In realtà su dieci brani ci sono solo questi due anacronismi. Ho inserito “Le deserteur” di Vian perchè in una conferenza-concerto dedicata soprattutto ai disertori non poteva mancare. “La ballata dell’eroe” di De André è il pezzo con cui si chiude lo spettacolo: mi sembra che rappresenti in maniera perfetta il contrasto tra l’interesse dello Stato e quello del privato cittadino (e in questo caso della sua donna).
Immagino che una delle spinte per la realizzazione di questo spettacolo sia la possibilità di coniugare il Purini storico ed il Purini musicista. Dal punto di vista degli arrangiamenti, come avete deciso di trattare un repertorio così eterogeneo per genere musicale, lingua, cultura? Avete scelto degli arrangiamenti moderni o un approccio più filologico?

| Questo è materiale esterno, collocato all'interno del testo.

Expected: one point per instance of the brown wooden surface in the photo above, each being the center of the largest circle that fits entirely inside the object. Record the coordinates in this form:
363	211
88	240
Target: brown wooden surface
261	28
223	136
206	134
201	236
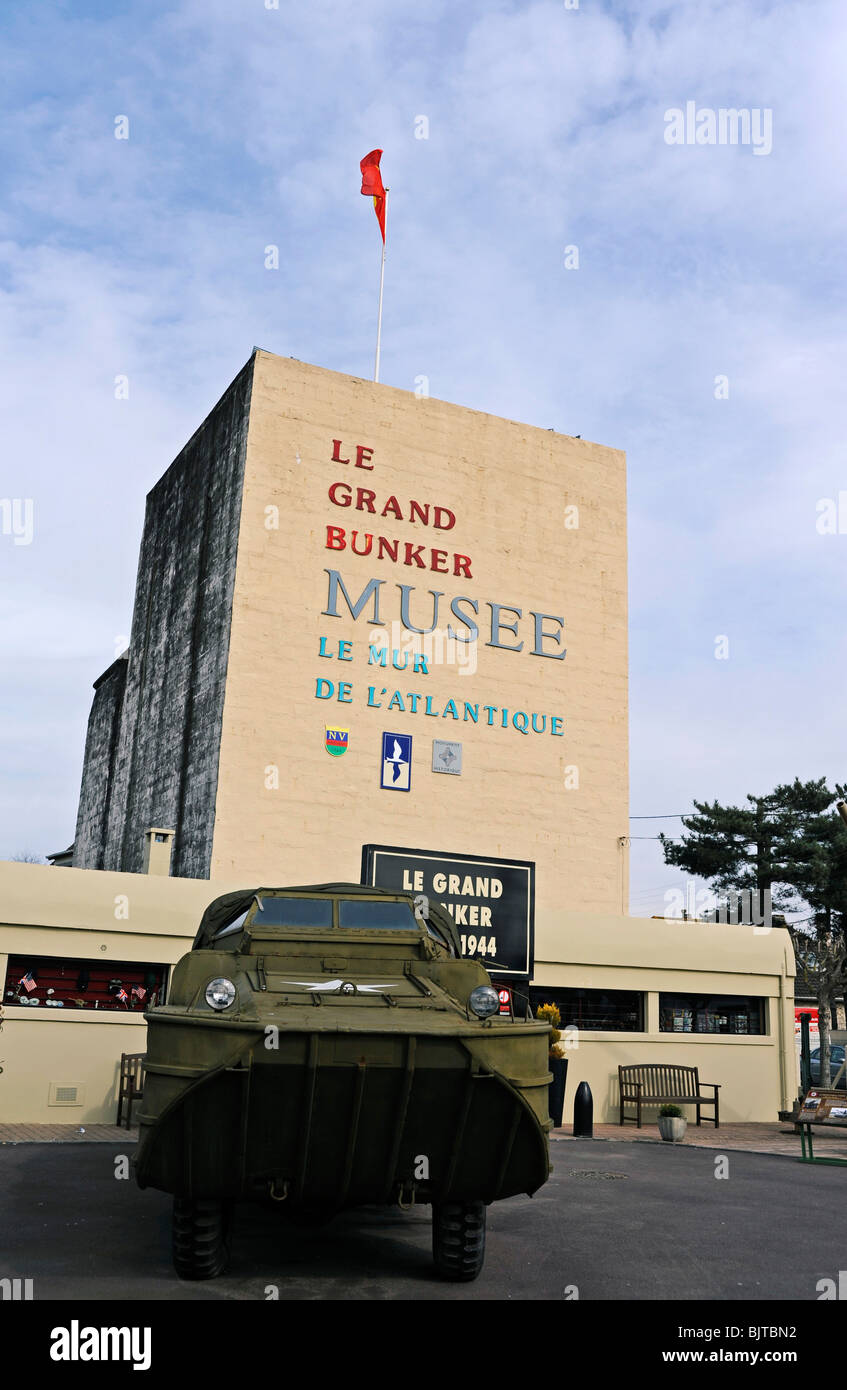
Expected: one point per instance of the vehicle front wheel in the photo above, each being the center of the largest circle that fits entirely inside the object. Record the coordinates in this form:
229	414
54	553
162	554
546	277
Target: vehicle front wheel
202	1237
459	1240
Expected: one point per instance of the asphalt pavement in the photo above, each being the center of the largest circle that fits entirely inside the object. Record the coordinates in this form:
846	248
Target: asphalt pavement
615	1222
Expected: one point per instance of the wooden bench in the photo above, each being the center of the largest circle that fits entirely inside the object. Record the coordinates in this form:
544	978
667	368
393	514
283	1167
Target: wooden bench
655	1084
131	1084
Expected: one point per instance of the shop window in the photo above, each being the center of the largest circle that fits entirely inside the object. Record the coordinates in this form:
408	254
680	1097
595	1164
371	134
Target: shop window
594	1011
63	983
711	1014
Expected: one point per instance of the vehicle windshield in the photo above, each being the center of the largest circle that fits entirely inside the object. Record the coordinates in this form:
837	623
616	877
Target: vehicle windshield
294	912
363	912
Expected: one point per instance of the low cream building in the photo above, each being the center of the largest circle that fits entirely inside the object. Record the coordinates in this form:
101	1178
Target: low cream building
60	1065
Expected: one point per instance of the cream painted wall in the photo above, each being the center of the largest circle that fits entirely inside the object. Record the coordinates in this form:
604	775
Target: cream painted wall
508	485
758	1076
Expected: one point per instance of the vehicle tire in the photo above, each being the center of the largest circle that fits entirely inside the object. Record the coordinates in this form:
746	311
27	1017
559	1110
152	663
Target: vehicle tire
459	1240
202	1237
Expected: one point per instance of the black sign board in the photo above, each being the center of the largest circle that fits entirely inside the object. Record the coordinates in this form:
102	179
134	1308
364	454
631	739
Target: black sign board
491	901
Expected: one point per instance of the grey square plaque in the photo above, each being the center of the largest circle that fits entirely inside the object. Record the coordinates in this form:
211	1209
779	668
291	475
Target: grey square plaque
447	756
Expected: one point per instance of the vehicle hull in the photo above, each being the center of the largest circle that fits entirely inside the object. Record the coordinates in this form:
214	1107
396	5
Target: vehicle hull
328	1115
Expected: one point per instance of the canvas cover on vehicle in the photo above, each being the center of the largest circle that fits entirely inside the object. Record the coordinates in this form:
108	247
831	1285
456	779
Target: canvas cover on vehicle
230	905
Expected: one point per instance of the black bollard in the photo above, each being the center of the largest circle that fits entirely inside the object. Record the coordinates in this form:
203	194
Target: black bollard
583	1112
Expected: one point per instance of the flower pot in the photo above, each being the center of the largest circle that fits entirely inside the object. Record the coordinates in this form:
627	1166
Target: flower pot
558	1066
672	1127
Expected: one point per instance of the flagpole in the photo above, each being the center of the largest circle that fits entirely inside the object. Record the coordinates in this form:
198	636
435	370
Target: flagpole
381	284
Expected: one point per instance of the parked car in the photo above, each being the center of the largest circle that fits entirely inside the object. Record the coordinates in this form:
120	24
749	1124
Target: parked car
836	1058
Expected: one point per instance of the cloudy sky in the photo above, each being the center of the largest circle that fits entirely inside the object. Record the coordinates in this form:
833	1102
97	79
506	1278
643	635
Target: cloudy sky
545	129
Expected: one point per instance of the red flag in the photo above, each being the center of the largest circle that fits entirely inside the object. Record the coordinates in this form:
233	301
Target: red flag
372	185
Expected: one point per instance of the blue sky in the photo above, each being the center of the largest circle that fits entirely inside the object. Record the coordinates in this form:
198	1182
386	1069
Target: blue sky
545	129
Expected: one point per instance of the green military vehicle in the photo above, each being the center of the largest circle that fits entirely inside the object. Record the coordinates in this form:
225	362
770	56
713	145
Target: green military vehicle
326	1048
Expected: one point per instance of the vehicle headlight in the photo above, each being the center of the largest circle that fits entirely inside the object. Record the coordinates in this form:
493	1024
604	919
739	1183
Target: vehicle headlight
484	1001
220	994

Non volevo fare uno spettacolo italocentrico: purtroppo nell’immaginario collettivo italiano la prima guerra mondiale è una guerra tra Italia e Austria. Non è così: il fronte italiano fu uno scenario quasi periferico nel contesto generale della guerra. La scelta di spiegare il conflitto in un’ottica veramente mondiale dunque passava automaticamente attraverso la ricerca di canzoni del maggior numero di paesi coinvolti: italiane, slovene, tedesche, francesi, ungheresi, inglesi ed americane. Come storico e come musicista ho studiato e lavorato tra Italia, Slovenia e Austria. E dunque costruire uno spettacolo di respiro internazionale mi è stato abbastanza semplice. Devo comunque ringraziare i musicisti che dividono il palco con me: Aljoša Starc che ha curato tutti gli arrangiamenti, adattandoli perfettamente all’organico, Paolo Venier, alla voce, che ho costretto a cantare in sei lingue e che ha dovuto addirittura imparare brani in ungherese e Olivia Scarpa al fagotto, che mi ha dato numerosi suggerimenti. Credo di poter dire che abbiamo creato un sound abbastanza particolare: Paolo è un crooner, un tenore specializzato in brani degli anni ’20, Aljoša suona magistralmente pianoforte, fisarmonica e clarinetto, Olivia ha una formazione classica, mentre io sono un sassofonista che si divide tra jazz e musica etnica. L’insieme di tutto questo ha dato come risultato arrangiamenti abbastanza fedeli agli originali ma con una timbrica ed un’espressione che si sono rivelate decisamente innovative.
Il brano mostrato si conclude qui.